JJ.いわく「シンフォニックな感じ(でもプログレじゃない)」(参照先:glennhughesitalia.com
曲名は以下:
1.Drowning
2.Psychonaut
3.My Poor Brain
 1997年にリリースされたデモ集「Spellbound」に比べ、よりグルーヴ重視の曲作りをしています。徹頭徹尾引きずるようなヘヴィなリフの"Drowning"。中間部のフッと光が差すような展開、コーラスがなかなかドラマティック。ギターのアレンジ(というか、重ね方)が凝ってますね。これをシンフォニックと言っているのかもしれない。印象的なベースのリフで始まる"Psychonaut"。少しオリエンタルな雰囲気もある、ポジティヴでユニークな曲。エンディングの伸び伸びとしたギターソロが最高。今、私の中では世界一カッコイイギターソロである。JJってもっと評価高くてもいいと思うんだよなぁ。"My Poor Brain"はZepぽいメロディとノリのシンプルな曲。タイトルは微妙(^_^;)。
 全体的にLed Zeppelinの影響が感じられるオールドスタイルなHRです。Glenn Hughesを聴くようなリスナーには馴染みやすい音だと思います。HasseのVo.はパワーで押す感じの中高音が中心なので、TFK的な曲を期待してはダメです。でも一曲くらいクリアーヴォイスの曲があるとメリハリがあっていいかも。
 「北欧メタル」の典型からは外れてるし、流行の音でもないけど、逆に新鮮な音として受け入れられればいいなぁ。15,6曲くらい曲があって、2004年にはレコーディングをしたいとのことでしたが、メンバー同士の都合がつかず休止状態だそうです。
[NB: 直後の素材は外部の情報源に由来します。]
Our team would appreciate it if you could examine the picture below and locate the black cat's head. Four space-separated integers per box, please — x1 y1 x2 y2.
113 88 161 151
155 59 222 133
☆Swedish Hard Rock And Heavy Metal 1970-1996 (vertigo 535360-2:3CD) '96
 渋谷家のバイブル、The Encyclopedia Of Swedish HR/HM のコンピレーションCD。Spellboundは2nd「Rockin' Reckless」から"Rockin' Restless"が収録されている。70年代のNovember、Neon Roseから80年代Yngwie、Europe、Madison、Treat、90年代Clawfinger、Nation、Freak Kitchen等々スウェーデンのハードな音総ざらい60バンド以上。珍しいところでは「○○Aid」ばやりだった頃に録音されたSwedish Metal Aidの"Give A Helping Hand"も。この曲にSpellboundのメンバーはコーラスで参加している(確認した)。Janne Stark氏の丁寧な解説付き(勿論英語)。

Solid Blue

☆Solid Blue / Vol.III (Foxtrot records FOX CD-014) '94
 Hasse.FがSpellboundの次に立ち上げたハードAORバンド。
 TFKみたいなシンフォニックな音や、いわゆる「北欧美旋律」HRを期待するとハズレです。メロディアスな、ごく普通の、でも質は高いロックソング12曲。1曲はカヴァー。"In A Broken Dream"(スタジオライブらしい)をやっています。どこかで聴いた曲だな、と思ったら、Thunderもカヴァーしてた曲ですね。オリジナルはPison Lee Jacksonというオーストラリアのバンド(Vo.はRod Stwert)。HasseのVo.はTFKでの澄んだハイトーンヴォーカルではなく、中音域を中心としたのラフな感じの歌唱。おそらくコチラの方が彼の本来の歌い方だったんでしょう。そんな彼にYESの"Soon"を唄わせたRoineって凄いな(^_^;)。Hasseは伸びの良い声を惜しげなく披露しています。派手なテクニカルさはないけど、key.やg.がいい仕事してます。
 なおキーボーディストのRickard Zanderは現在ドラマティック・メタルバンド、Evergreyに参加。スウェーデン人脈恐るべし。
 TFKのオフィシャルサイトで買えます(Paypal決済)。SpellboundともTFKとも違うHasseのリラックスした歌声が楽しめます。一家に一枚!・・・といいたいところだけど、TFKのサイトでも扱わなくなりました。罪な。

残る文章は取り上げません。